Creating and Altering Rituals
Remember the world is fragmented, and we are too. Instead of thinking of ourselves as one single unified self, we are trying to discover through self-reflection, we could think of ourselves as complex assortments of emotions, desires and traits that often pull us in different and contradictory ways. Suppose you have been having a conflict with your spouse. The problem between two of you may not be that your personalities are incompatible. It may be that your communication has fallen into a pattern. You are stuck in your roles and so is your spouse. Neither of you feels good about this but you can’t see any way out. Remember your spouse is not static or unchanging. Your spouse is a complex, multifaceted person. Think through what you can say to elicit other sides of your spouse and then behave “as-if” you are speaking to those sides of your spouse. How could you alter the things you say or the tone of your voice to appeal to your spouse other side?
Like the above “as-if” roles play, a Confucian approach would be to note the patterns and work actively to shift them. Over time, you internalize a more constructive way of acting instead of being led by undisciplined emotional reactions. Little by little you develop parts of yourself you never knew existed and become a better person.
Our patterned behaviours and rote habits, not rituals, are what really dictate our lives and get in the way of caring for other people. But through doing “as-if” rituals that break these patterns, we gain the ability to be good ton those around us. This is “ren”, or a sensibility of goodness.
Creating rituals just for ourselves can help alleviate grief and make us feel less out of control, which could help now when the world seems so uncertain. If you can design a ritual that is meaningful, that it touches your heart or brings someone to mind or gives you a sense of your own purpose, all the better. Look beyond formalized rituals to everyday opportunities to share positive emotions and a sense of solidarity from a distance.
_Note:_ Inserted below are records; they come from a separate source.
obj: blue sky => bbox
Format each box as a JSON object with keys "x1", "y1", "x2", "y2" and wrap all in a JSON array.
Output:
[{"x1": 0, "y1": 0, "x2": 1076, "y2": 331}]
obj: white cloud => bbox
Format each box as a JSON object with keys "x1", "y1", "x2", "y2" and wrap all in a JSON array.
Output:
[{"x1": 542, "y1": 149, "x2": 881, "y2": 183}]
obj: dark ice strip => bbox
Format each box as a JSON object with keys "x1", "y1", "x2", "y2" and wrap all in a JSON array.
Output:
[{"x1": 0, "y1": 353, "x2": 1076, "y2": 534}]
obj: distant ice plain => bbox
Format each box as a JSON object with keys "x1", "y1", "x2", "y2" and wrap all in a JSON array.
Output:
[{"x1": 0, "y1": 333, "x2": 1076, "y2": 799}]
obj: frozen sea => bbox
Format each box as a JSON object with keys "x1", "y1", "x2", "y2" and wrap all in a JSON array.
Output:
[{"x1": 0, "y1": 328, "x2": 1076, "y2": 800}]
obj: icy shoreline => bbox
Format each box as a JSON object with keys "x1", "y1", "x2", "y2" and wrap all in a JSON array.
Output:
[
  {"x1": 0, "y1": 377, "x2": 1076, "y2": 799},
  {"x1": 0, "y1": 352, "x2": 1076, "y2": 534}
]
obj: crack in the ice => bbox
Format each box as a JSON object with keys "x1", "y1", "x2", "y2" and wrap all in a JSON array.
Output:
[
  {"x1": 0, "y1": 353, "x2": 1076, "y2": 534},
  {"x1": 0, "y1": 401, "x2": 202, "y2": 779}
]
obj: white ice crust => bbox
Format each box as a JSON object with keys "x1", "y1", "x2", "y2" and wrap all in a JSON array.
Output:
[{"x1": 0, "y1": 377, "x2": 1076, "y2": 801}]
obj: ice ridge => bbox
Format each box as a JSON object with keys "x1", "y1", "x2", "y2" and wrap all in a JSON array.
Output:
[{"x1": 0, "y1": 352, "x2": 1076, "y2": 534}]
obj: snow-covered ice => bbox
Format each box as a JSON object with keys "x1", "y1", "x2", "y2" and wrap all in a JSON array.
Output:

“I love you”, one of the most common phrase people in intimate relationships construct new realities with. Couples who are in the habit of saying this probably do not feel loving every second of the day. They certainly have a variety of complicated feelings towards their partner from time to time. But there is a greater good in nurturing the relationship through such rituals that let them break from reality and enter a space where it is “as if” they do love each other at every moment. At the moment when they express their love in an “as-if” way, they are really doing it. Saying “I love you” these “as-if” moments create moments of connection throughout the day that build up slowly but no less dramatically over time.